Man in a mine drilling

Mining Companies and Flow-through Shares: Timeline Changes Announced

March 02, 2021

Mining Companies and Flow-through Shares: Timeline Changes Announced

Synopsis
5 Minute Read

The federal government has proposed extending the spending timelines around flow-through shares for junior mining companies. Find out what that might mean to you.

When the federal Department of Finance recognized the challenges being faced by the junior mining industry in the wake of COVID-19, it proposed an extension of the current flow-through spending timelines of 12 months. Draft legislation and explanatory notes extending the timelines were announced mid-December 2020, providing support to struggling junior companies.

The proposed rules are welcome relief for junior resource companies who rely on investor support and have faced shutdowns throughout the pandemic. If legislated, they will provide much needed flexibility for companies facing looming flow-through spending deadlines.

What’s new

Flow-through shares are a widely used financing mechanism in the junior mining industry. They allow companies to pass on deductions to investors. This is a sweetener for the industry and attracts investors that may not otherwise support junior companies in need of capital.

Under the current rules, qualifying Canadian expenses may be renounced to shareholders under the general rule or the look-back rule.

General Rule

Qualifying resource companies are able to raise funds using flow-through shares and pass on their Canadian exploration expenses and development expenses (although much less common) to investors once the funds have been spent.
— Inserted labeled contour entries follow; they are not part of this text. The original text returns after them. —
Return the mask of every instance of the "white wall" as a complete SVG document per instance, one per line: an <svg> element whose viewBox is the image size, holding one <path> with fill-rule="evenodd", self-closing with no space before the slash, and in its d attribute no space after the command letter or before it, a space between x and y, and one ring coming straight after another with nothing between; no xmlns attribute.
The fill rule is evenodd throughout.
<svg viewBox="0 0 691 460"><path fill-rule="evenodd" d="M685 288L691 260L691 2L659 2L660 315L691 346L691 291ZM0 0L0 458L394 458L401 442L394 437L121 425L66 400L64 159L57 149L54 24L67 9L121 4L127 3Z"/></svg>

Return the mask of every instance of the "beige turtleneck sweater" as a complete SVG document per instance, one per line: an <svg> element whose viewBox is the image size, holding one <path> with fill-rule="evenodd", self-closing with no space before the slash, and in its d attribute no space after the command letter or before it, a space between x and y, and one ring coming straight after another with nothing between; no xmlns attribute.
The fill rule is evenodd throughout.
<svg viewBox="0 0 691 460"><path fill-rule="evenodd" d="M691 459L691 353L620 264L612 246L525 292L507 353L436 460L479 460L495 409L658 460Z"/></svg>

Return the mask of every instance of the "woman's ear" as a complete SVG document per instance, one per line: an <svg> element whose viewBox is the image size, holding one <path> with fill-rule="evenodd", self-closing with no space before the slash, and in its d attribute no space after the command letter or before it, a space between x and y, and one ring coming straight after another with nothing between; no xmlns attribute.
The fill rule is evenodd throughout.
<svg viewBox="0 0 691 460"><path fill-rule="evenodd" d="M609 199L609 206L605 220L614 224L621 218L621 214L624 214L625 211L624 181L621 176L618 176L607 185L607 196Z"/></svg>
Under the current general rule, companies have 24 months from the date the flow-through share agreement is entered into to meet the spending commitment.

Under the proposed rules, companies would have 36 months to meet the spending commitment. This would apply to agreements under the general rule entered into after March 1, 2018 and before 2021.

Look-Back Rule

The benefit of the look-back rule to investors is that they receive the expense deduction in the year they make the investment, even though the company may not have spent the money. This is great for the investor, however if the company does not meet their spending commitment in a timely manner, the investor’s deduction may be reduced. Which could lead to their personal tax returns having to be amended and additional balances owing.
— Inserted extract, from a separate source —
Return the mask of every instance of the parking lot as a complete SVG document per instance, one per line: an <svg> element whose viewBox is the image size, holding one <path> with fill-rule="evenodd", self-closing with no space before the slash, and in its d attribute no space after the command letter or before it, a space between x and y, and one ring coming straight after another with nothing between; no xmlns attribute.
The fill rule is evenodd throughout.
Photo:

Under the current look-back rule, expenses are renounced to investors on December 31 following the flow-through share agreement date. The company then has 12 months from Dec 31 to incur the eligible expenses.

The cost to the company of using the look-back rule is an interest charge at the end of each month during the 12-month period on any unspent funds. As well, there is a penalty equal to 10 percent of any unspent amount at the end of the 12 months.
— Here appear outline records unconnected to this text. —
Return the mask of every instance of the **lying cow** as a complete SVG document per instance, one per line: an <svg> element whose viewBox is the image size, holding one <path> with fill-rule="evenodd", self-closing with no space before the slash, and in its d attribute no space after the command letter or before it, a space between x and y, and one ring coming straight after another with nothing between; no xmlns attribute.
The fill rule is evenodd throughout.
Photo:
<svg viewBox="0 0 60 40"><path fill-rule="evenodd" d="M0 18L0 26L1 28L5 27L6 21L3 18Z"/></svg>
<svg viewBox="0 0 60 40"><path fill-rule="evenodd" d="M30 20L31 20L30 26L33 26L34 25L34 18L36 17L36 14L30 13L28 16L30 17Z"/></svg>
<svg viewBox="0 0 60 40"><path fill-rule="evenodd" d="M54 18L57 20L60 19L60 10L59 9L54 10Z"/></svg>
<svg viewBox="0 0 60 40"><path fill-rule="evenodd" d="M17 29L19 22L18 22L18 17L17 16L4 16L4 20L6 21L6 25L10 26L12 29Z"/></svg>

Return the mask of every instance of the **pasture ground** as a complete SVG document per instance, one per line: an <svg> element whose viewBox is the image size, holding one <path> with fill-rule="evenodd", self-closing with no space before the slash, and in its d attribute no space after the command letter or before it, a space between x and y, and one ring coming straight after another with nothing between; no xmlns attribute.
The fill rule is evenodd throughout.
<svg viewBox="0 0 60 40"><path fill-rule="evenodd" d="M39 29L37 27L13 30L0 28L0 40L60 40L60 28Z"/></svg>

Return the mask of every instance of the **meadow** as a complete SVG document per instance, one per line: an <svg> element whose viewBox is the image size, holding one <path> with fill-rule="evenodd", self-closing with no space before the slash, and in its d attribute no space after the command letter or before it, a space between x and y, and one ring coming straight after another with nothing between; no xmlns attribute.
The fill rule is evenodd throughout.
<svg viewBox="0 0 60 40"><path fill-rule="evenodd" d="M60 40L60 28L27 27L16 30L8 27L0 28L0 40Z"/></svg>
The draft legislation on the look-back rule proposes companies have 24 months starting after the year in which the flow-through share agreement is entered into, and expenses renounced to shareholders. As well, around interest on unspent amounts, the expenses would be treated as incurred up to one year earlier than the actual date incurred.

The rule change would apply to agreements entered in 2019 and 2020.

What's Next

On top of the deduction available to flow-through shareholders, there is a 15 percent non-refundable mineral exploration tax credit available to more specific investors who support grassroots surface exploration. This means a credit can be applied against federal tax owing. In the last federal budget (2019) this credit was extended to 2024.

In the past, Prospectors & Developers Association of Canada (PDAC) praised this credit as “maintaining investor interest in exploration during troubled times.” So, it makes sense that PDAC has included an ask in their 2021 pre-budget consultation submission to increase the credit to 30 percent in provinces and 40 percent in territories until 2024.

This is not the first time PDAC has made this suggestion; in 2015 when the junior exploration sector was also facing challenging economic conditions, PDAC requested an increase from 15 percent to 30 percent in their 2016 pre-budget consultation submission.

Will the federal government include this change in the next budget? We will have to wait and see. But the fact that the mining industry is top of mind in the COVID-19 economic response is positive.